As background, there are essentially two ways in common usage to do monitoring from a middleware box when TLS is involved.  Vendors tend to call it something different in the marketing for their various products, so for our purposes let’s refer to the two modes as “transparent snooping” (MITM knows the keys) and “reverse proxying” (because that’s essentially what it is).

We all probably know that the ol’ “transparent snooperino” breaks under TLS 1.3 (which, for the record, is already here in OpenSSL and now WolfSSL), but the old-school reverse proxy (where you terminate the session in front of the web server and proxy it – encrypted or otherwise – to some server behind it) has a number of various problems, the most severe of which include things like people not implementing the protocol correctly, not validating certificates, being overly lax in security decisions (that the protocol assumes will be made by the user but in this case aren’t because the user isn’t in the loop), etc.  The CERT advisory spells it out so I won’t go through them all again here.
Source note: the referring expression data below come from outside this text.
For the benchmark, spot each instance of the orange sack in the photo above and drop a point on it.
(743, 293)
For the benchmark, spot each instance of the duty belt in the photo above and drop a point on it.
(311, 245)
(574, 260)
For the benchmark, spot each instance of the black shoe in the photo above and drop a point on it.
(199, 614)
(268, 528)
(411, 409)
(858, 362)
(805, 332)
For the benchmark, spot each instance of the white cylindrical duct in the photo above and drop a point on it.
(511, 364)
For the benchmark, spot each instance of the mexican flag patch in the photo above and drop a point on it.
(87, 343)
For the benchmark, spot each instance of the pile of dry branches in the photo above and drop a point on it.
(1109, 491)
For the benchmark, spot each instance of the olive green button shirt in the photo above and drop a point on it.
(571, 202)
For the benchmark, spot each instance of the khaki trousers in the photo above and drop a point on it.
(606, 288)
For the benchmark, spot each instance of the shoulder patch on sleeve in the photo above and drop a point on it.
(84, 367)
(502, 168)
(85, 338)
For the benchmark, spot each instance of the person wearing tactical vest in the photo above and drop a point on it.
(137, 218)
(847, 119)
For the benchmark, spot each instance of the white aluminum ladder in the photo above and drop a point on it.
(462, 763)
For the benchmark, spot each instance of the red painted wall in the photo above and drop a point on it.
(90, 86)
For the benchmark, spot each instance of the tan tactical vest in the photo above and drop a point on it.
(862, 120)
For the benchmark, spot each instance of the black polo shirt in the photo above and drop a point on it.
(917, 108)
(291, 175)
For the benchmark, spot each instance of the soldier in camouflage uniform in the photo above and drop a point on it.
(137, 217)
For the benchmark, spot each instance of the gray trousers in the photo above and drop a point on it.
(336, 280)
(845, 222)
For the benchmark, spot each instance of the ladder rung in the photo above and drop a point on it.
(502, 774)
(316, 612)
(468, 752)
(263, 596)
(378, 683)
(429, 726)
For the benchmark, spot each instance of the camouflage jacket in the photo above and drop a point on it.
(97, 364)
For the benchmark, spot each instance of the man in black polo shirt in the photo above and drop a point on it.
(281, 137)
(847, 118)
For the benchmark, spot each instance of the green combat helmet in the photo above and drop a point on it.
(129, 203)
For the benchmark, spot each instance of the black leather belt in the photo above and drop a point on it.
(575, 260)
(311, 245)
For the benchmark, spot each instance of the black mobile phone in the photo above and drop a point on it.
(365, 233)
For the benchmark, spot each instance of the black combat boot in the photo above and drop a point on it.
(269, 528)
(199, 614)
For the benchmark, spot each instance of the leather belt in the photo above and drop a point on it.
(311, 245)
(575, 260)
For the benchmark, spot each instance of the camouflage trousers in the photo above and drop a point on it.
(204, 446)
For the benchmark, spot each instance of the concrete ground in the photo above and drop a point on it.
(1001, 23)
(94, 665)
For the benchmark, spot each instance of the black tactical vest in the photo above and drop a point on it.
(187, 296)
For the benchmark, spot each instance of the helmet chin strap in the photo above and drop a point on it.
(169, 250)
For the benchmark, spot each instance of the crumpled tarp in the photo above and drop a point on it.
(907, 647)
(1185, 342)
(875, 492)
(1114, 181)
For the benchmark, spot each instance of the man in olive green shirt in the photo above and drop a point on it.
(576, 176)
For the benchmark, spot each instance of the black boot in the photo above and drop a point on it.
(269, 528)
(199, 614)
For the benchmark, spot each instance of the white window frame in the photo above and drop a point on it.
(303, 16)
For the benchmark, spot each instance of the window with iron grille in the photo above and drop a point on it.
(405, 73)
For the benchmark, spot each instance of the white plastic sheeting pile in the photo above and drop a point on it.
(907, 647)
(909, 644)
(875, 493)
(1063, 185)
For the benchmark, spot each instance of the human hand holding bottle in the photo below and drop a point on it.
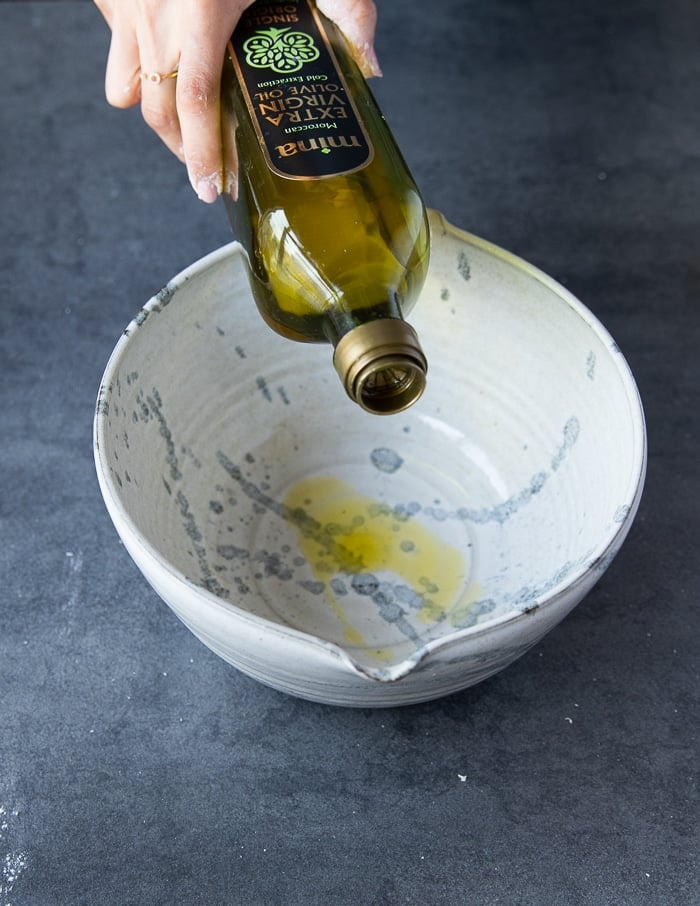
(168, 55)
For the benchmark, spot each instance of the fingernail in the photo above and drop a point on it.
(231, 184)
(207, 191)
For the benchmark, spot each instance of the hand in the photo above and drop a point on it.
(154, 39)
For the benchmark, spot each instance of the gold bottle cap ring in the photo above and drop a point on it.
(381, 365)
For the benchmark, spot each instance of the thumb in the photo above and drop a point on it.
(357, 19)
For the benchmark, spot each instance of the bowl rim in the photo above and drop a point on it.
(600, 559)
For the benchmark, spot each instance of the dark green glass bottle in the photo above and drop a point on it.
(333, 224)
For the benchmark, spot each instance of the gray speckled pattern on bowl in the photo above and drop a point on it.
(520, 471)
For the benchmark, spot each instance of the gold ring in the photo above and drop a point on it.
(156, 77)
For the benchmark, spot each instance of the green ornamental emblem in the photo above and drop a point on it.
(280, 50)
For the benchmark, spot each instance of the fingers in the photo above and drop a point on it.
(357, 19)
(122, 82)
(157, 37)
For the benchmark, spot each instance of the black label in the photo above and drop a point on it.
(305, 118)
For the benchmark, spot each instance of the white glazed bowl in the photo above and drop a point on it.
(232, 464)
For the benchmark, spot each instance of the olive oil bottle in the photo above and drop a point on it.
(333, 224)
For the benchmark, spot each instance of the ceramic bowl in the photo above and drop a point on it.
(372, 560)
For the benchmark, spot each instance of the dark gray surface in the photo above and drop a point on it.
(136, 767)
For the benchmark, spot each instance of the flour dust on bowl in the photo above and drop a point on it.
(363, 560)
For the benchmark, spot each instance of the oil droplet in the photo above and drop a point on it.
(342, 532)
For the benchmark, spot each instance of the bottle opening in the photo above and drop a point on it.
(382, 366)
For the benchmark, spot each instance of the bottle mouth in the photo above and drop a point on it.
(381, 365)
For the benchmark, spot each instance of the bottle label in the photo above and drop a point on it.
(304, 115)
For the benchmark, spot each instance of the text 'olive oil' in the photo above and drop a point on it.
(333, 224)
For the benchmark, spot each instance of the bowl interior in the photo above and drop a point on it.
(233, 457)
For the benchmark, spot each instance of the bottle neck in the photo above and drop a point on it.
(381, 365)
(340, 320)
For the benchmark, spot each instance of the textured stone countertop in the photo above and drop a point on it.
(138, 768)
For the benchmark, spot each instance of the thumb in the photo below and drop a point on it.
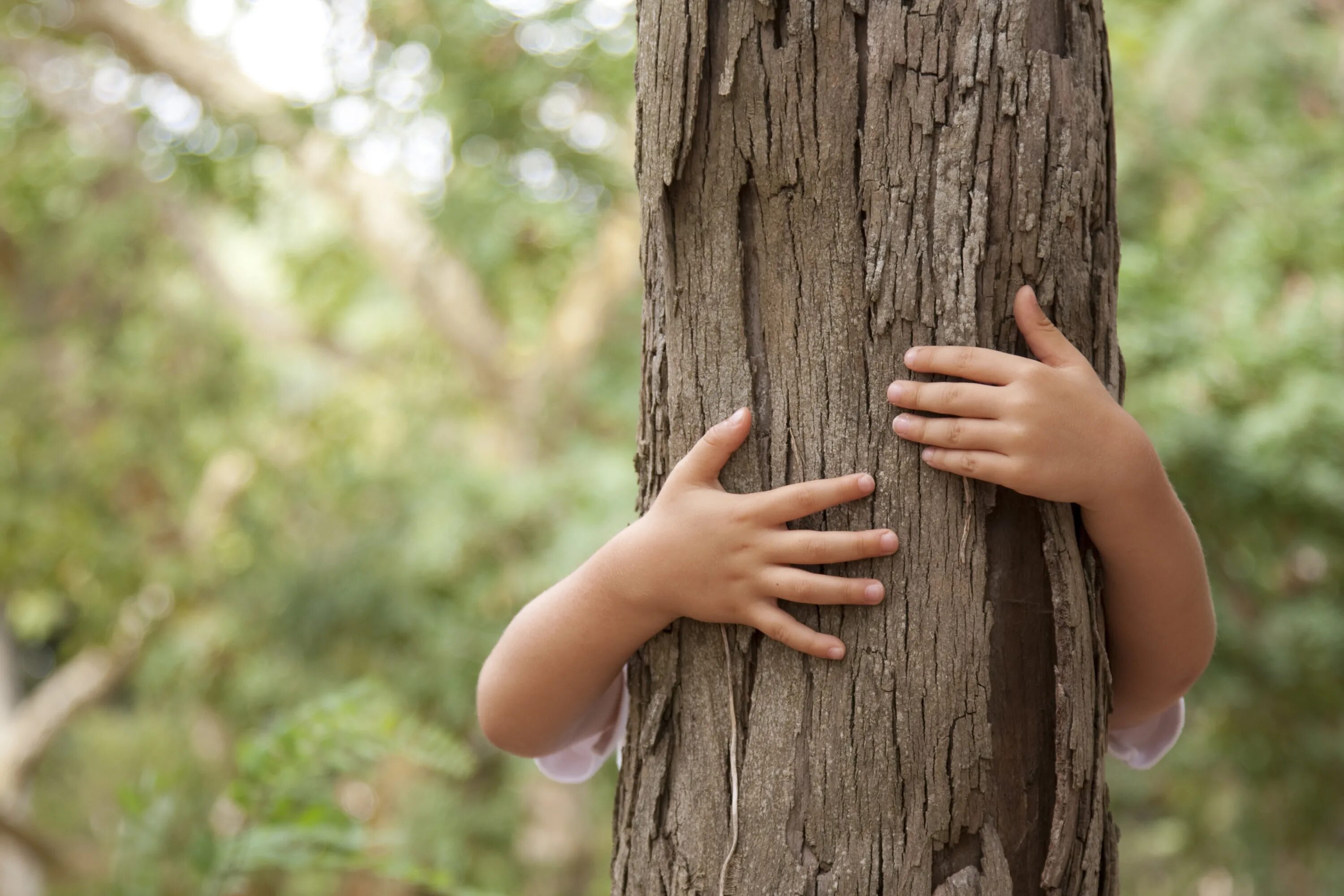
(1043, 338)
(706, 458)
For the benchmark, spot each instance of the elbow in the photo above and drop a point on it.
(498, 724)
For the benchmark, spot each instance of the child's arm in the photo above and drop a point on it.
(698, 552)
(1051, 431)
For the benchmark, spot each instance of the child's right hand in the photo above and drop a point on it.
(715, 556)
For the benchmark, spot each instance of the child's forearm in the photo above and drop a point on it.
(562, 652)
(699, 552)
(1159, 617)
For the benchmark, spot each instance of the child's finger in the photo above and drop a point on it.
(812, 548)
(777, 624)
(963, 400)
(804, 499)
(706, 458)
(968, 362)
(990, 466)
(800, 586)
(952, 432)
(1043, 338)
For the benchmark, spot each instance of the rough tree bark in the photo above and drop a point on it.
(826, 183)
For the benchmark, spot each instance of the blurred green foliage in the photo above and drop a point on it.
(346, 524)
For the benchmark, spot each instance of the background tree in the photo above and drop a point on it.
(183, 303)
(824, 186)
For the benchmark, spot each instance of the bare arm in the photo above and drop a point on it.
(1050, 429)
(699, 552)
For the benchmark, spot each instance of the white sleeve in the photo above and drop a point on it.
(1143, 745)
(582, 758)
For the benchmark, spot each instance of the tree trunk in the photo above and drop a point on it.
(823, 186)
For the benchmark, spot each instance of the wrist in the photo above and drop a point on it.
(1136, 472)
(628, 585)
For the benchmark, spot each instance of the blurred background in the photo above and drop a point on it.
(319, 358)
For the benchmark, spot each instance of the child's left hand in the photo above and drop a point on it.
(1043, 428)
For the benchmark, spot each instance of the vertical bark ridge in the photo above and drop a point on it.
(823, 186)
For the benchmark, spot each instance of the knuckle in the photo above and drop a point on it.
(806, 497)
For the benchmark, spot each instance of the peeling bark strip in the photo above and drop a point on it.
(826, 183)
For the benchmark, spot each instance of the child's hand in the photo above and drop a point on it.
(711, 555)
(1047, 429)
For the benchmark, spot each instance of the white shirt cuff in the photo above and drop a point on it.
(1143, 745)
(580, 761)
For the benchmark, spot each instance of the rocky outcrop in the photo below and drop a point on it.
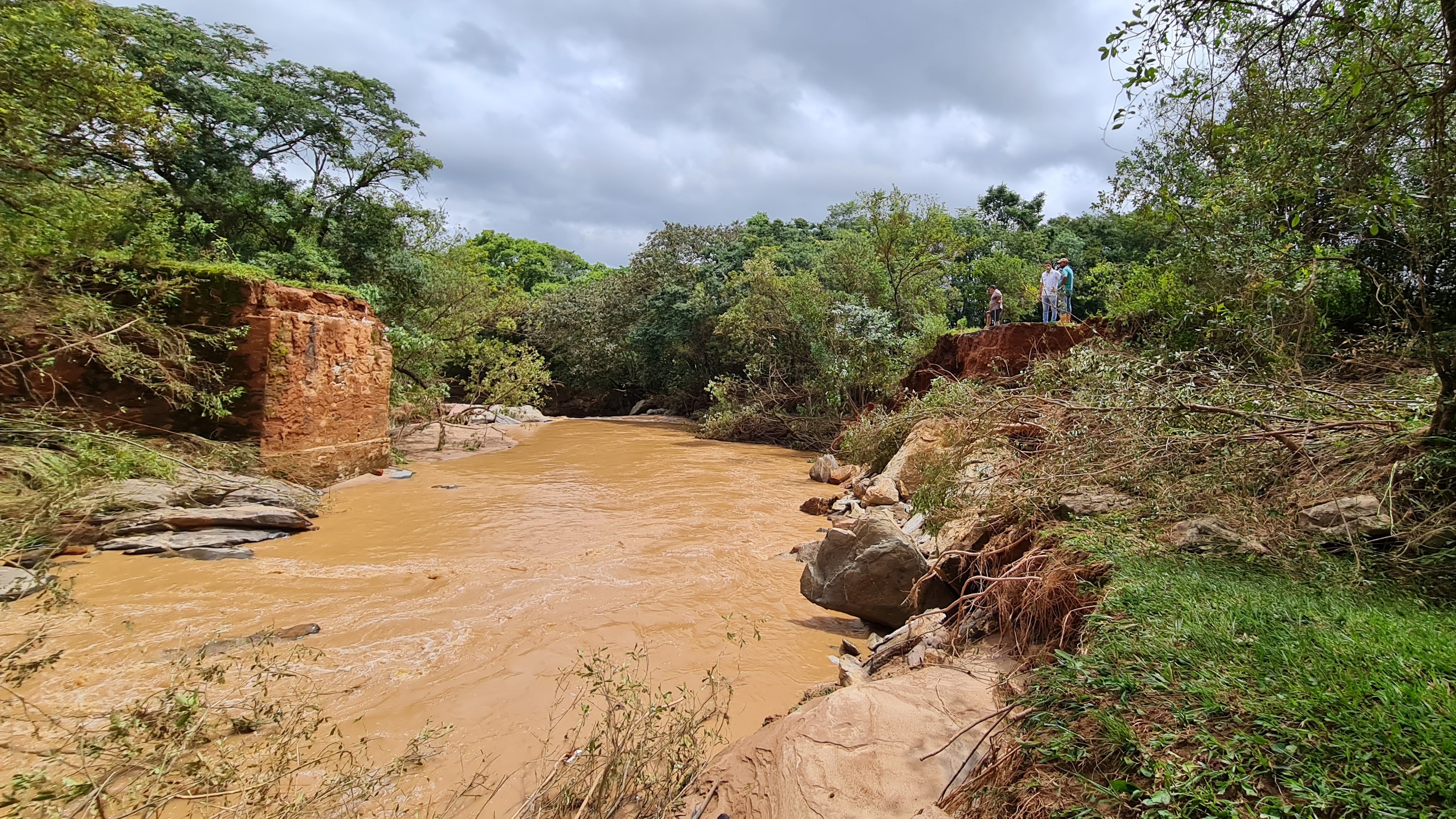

But here’s what sizzles my bacon: why is it that nobody is coming up with an alternative here?  For example, maybe I want to snoop on application traffic to validate it somehow.  One way that I could do that is to break the TLS session (the way that people are still doing it now), suffering a performance and security hit along the way.  But why would I do that when I could do it in a smarter way?

For example, another way that I might choose to do it is to “shim” the web server.  Ok, not exactly a shim but the same concept.  Like, maybe I write a custom apache plugin that vectors off requests to a monitoring box.  Or, I dunno, maybe I use mod_forensic which is designed for exactly this purpose.  Maybe I configure mod_proxy to do it.  See?  No breaking of TLS required.  Performance is better, security is better, and it’s architecturally more flexible.  It does, however, require that vendors update their products to do it in a different way.

We really need to fix this and as yet I don’t see any movement in the marketplace toward some other model to replace this.  Maybe some standardization could help (looking at you OASIS or OWASP).